I lived on Union Turnpike in Flushing, across the street from Jamaica Estates, where Donald Trump was brought up. As a woman, what could you be besides a schoolteacher? You didn’t have options. My mother insisted I go to FIT. It didn’t cost us anything other than the carfare to get there and art supplies. My mother was a widow, and I remember having to scrape to get the carfare.

A really good teacher brings out what you can do—it becomes more about you than her. Helen Klupt was that kind of teacher. And Henriette Reiss was able to see colors and designs when she heard music. When she painted, you knew right away whether she was listening to a Tchaikovsky or a Chopin—you could see it in the art. She was very, very different. But boy, was she good.

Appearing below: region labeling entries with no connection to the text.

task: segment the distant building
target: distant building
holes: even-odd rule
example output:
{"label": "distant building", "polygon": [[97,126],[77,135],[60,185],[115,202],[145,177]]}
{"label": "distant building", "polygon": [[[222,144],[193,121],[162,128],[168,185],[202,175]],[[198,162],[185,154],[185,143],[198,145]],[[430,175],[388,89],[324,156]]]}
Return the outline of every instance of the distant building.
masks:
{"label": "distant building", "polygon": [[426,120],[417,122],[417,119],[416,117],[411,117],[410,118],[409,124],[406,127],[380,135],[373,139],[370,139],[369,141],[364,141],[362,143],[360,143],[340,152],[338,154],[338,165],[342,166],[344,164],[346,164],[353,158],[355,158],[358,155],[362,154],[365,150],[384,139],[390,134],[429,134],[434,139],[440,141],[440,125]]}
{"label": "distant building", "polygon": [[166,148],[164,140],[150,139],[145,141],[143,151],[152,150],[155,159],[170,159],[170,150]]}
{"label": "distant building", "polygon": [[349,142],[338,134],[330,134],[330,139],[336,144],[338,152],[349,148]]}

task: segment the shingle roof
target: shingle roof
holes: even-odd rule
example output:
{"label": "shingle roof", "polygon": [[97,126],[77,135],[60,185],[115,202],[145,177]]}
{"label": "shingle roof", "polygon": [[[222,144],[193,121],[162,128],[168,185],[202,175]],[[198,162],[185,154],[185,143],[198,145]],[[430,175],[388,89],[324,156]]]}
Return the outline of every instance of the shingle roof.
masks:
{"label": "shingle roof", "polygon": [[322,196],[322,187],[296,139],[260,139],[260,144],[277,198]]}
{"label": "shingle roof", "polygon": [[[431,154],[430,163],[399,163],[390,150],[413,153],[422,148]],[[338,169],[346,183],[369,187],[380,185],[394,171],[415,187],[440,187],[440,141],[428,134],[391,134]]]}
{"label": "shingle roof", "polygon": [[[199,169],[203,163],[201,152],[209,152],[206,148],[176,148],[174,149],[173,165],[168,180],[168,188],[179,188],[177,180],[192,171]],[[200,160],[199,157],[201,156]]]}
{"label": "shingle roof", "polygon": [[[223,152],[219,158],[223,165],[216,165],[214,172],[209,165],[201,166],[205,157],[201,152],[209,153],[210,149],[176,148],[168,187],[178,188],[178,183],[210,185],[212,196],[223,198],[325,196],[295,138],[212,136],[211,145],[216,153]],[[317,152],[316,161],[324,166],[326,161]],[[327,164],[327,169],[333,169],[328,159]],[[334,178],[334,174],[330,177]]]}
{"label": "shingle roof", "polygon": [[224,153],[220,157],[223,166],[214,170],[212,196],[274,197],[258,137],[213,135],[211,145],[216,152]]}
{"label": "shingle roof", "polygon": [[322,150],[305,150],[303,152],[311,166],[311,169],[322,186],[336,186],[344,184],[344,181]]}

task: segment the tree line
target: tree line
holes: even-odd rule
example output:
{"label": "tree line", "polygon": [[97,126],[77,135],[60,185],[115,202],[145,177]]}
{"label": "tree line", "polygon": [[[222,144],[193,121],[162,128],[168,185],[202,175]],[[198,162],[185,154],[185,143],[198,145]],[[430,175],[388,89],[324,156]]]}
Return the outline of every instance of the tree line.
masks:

After graduation I worked at Wamsutta, making $60 a week. God, was that a lot of money. We did flower designs for furniture and draperies. The fabric designers in the studio were absolutely phenomenal. When they did a rose, that rose stank—it was that realistic. When I started out, I had to take their designs and paint them in different colorways. Then I started designing on my own. I was being paid to do something I would have done for nothing.

At that time, we put out a line of home textiles by Melanie Kahane, an interior designer who was an icon of culture. Our studio floor was spattered with paint, and she came in dragging a mink coat on the floor. I was so impressed. I couldn’t believe someone could drag a thousand dollars of mink on a paint-spilled floor. When I found my ultimate fur coat, a kolinsky, it had a huge opera-type hood, yards and yards of fur. When I dragged that coat on the floor, it was the most marvelous thing I ever did. Melanie Kahane, eat your heart out.

Inspired by Kahane, I became an interior designer. You gave me $500, and I’d completely redecorate your house—and I’d give you back change. In 1976, I incorporated and became Designing Woman. I did the sample houses for new developments—I became rather successful at it. I sold the company in the late ’90s. When I first retired, I thought I was going to go bonkers; it was not easy to find my place. But now it’s so wonderful. I volunteer as a docent at the Woodmere museum, and I paint. I hadn’t painted since I was 16. Guess what I paint mostly? Flowers! My gosh, can I paint a flower.